(Francfort) Olaf Scholz a fait savoir mercredi ne pas envisager à ce stade d’aller à Kyiv comme le lui demande le président Volodymyr Zelensky, jugeant au passage « irritante » la décision de ce dernier de ne pas recevoir le chef de l’État allemand.

À la question posée par la radio publique RBB de savoir s’il se rendrait sur place, le chancelier s’est contenté de réitérer qu’il était en contact régulier avec le chef de l’État ukrainien et qu’il était par ailleurs allé à Kyiv peu avant le déclenchement de l’invasion russe le 24 février, suggérant qu’une visite n’était pas à l’ordre du jour.  

« Il n’y a pas presque aucun autre chef d’État ou de gouvernement qui a des contacts aussi intensifs avec moi », a insisté le chef de l’exécutif allemand.

Plus tôt, un conseiller du président Zelensky Oleksiï Arestovitch avait déclaré à la chaîne publique ZDF que les responsables ukrainiens attendaient toujours « le chancelier pour qu’il puisse prendre immédiatement des décisions pratiques, y compris la livraison d’armes », a déclaré sur la chaine publique allemande ZDF.  
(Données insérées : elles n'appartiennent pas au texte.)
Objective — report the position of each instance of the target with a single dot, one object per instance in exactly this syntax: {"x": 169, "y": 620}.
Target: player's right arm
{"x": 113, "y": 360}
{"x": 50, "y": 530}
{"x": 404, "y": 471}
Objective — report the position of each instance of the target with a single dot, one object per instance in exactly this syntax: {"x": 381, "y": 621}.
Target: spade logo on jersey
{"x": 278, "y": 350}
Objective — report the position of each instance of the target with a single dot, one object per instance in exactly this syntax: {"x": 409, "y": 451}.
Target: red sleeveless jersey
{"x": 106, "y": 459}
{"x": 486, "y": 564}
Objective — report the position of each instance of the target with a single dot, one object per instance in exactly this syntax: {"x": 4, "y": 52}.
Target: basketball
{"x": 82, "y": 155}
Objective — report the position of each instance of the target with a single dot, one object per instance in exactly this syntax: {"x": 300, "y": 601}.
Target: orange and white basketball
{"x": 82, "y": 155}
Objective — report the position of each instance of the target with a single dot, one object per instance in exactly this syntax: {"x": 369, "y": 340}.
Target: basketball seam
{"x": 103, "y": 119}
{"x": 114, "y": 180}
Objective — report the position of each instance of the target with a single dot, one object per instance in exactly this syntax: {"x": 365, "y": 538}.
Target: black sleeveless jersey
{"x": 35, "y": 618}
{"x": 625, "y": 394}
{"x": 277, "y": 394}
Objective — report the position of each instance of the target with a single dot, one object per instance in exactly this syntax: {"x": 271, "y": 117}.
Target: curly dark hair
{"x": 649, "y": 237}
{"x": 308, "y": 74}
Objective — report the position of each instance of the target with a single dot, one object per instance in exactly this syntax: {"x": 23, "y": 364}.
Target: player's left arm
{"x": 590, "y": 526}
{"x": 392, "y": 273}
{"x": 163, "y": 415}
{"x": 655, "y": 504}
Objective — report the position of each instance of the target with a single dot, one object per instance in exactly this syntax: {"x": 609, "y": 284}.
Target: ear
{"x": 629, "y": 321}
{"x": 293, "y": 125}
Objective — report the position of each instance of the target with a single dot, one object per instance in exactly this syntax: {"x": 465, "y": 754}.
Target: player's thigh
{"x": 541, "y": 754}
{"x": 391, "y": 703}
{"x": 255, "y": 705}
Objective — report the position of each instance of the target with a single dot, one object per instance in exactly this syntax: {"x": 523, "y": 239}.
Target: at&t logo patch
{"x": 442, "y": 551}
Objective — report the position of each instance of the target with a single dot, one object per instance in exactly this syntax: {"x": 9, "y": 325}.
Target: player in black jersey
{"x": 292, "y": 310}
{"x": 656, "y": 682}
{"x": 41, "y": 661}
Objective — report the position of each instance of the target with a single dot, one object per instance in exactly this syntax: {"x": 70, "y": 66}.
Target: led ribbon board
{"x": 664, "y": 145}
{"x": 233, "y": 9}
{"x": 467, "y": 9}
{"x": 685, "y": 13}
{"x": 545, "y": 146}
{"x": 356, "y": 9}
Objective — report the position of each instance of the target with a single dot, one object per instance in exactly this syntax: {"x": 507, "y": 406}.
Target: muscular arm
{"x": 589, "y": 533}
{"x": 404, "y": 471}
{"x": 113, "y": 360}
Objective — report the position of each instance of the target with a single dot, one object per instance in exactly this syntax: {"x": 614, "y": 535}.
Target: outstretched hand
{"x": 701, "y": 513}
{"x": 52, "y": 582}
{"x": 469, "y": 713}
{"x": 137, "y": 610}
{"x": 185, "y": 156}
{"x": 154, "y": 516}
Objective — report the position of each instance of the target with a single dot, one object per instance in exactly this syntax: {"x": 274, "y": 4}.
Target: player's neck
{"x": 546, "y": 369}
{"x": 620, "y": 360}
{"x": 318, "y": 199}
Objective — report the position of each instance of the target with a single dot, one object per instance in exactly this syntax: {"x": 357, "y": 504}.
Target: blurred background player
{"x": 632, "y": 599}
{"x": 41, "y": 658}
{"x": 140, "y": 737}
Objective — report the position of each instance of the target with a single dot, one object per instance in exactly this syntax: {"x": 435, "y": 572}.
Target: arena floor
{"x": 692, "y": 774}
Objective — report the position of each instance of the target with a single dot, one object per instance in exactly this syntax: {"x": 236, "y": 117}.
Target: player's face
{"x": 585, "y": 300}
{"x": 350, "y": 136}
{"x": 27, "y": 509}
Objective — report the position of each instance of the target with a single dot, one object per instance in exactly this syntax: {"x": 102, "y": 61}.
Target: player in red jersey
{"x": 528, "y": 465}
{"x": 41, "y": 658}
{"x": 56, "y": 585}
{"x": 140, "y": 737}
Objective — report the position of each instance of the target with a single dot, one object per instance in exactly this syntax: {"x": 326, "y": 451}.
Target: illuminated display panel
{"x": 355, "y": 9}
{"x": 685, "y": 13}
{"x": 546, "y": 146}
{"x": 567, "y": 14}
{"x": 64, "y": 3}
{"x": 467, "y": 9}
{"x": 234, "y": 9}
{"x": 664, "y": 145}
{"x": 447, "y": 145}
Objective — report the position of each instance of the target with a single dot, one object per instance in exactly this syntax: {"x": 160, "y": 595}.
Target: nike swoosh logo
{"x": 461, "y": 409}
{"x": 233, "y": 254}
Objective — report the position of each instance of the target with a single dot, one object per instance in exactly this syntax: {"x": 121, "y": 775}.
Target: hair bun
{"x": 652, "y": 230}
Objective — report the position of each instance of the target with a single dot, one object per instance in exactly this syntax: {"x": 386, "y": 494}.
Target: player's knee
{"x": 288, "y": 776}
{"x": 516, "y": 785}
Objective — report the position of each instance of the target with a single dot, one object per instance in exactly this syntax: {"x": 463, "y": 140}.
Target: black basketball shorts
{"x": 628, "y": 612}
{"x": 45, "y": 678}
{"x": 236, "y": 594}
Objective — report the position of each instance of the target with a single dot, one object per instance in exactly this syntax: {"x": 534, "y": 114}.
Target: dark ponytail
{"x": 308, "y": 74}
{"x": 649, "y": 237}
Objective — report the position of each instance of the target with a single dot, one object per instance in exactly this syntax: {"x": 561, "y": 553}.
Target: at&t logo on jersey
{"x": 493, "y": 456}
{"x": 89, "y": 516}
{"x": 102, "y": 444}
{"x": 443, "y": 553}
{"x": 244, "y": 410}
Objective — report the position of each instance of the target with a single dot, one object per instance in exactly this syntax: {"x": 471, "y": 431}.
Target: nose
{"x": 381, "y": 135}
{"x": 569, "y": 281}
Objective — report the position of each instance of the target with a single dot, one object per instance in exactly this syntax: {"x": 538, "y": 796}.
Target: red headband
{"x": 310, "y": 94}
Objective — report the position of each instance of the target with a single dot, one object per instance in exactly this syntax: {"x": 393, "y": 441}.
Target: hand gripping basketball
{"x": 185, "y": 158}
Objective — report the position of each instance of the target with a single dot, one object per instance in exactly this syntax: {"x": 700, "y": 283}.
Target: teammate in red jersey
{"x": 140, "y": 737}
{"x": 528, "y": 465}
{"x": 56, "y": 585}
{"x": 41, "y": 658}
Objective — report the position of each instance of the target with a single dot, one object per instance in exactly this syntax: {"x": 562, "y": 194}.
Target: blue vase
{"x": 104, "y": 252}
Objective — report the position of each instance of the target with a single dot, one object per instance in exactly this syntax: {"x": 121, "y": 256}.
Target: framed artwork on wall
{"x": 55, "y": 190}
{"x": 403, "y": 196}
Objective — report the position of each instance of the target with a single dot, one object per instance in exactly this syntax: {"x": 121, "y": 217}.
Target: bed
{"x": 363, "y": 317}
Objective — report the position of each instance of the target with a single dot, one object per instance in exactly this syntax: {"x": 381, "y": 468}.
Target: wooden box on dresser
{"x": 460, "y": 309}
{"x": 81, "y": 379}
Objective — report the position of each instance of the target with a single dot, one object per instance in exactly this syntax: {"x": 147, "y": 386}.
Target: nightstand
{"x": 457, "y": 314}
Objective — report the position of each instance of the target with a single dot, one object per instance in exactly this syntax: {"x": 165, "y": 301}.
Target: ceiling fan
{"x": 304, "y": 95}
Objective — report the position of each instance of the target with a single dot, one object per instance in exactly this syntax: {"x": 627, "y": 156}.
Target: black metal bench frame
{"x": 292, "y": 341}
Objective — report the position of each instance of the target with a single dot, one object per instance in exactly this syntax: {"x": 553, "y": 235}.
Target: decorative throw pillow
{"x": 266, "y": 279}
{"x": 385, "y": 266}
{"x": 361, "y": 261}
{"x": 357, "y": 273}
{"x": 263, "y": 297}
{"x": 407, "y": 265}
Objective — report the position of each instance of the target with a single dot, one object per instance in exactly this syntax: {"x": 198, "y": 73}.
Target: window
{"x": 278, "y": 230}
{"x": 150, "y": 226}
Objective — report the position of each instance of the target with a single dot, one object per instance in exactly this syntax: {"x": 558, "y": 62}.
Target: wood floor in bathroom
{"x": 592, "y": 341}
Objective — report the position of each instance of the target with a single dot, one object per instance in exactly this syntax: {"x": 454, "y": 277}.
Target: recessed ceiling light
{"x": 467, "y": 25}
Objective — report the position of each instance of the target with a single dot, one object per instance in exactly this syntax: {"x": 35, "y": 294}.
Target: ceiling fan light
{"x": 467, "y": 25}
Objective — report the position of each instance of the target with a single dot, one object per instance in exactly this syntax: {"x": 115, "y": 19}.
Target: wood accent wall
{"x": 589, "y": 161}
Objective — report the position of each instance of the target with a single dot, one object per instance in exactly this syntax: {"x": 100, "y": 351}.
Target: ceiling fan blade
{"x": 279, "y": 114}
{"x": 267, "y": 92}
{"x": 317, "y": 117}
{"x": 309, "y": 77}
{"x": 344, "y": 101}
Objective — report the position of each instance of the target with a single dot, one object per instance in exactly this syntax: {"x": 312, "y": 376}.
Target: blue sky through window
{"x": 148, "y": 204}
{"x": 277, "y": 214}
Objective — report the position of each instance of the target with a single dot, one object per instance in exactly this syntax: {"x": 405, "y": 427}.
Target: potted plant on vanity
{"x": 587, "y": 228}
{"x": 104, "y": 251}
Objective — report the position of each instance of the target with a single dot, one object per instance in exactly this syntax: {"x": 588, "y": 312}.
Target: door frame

M. Zelensky a récemment reçu la présidente de la Commission européenne ou encore le premier ministre britannique.

Mais cette invitation pressante intervient sur fond de crispations entre l’Allemagne et l’Ukraine, après le refus mardi du président Zelensky de recevoir le président allemand Frank-Walter Steinmeier qui souhaitait se rendre à Kyiv avec des délégations de Pologne et des pays baltes.  

Un « affront inutile » selon der Spiegel, qui est mal passé en Allemagne. M. Scholz a jugé la décision « pour le moins irritante ». « Il aurait été bon de le recevoir », a-t-il estimé sur les ondes de RBB.

Le chef d’État allemand, dont le rôle est largement protocolaire, est critiqué pour sa diplomatie de rapprochement avec la Russie lorsqu’il était ministre des Affaires étrangères d’Angela Merkel. Il a toutefois récemment fait son mea culpa, reconnaissant avoir commis des « erreurs » à l’époque.

« Entraînés dans la guerre »

L’Ukraine juge l’Allemagne globalement trop timorée dans son soutien. Le conseiller a cependant noté les progrès de Berlin qui avait « commencé par le refus » pour en arriver à « la discussion de la fourniture d’armes lourdes. »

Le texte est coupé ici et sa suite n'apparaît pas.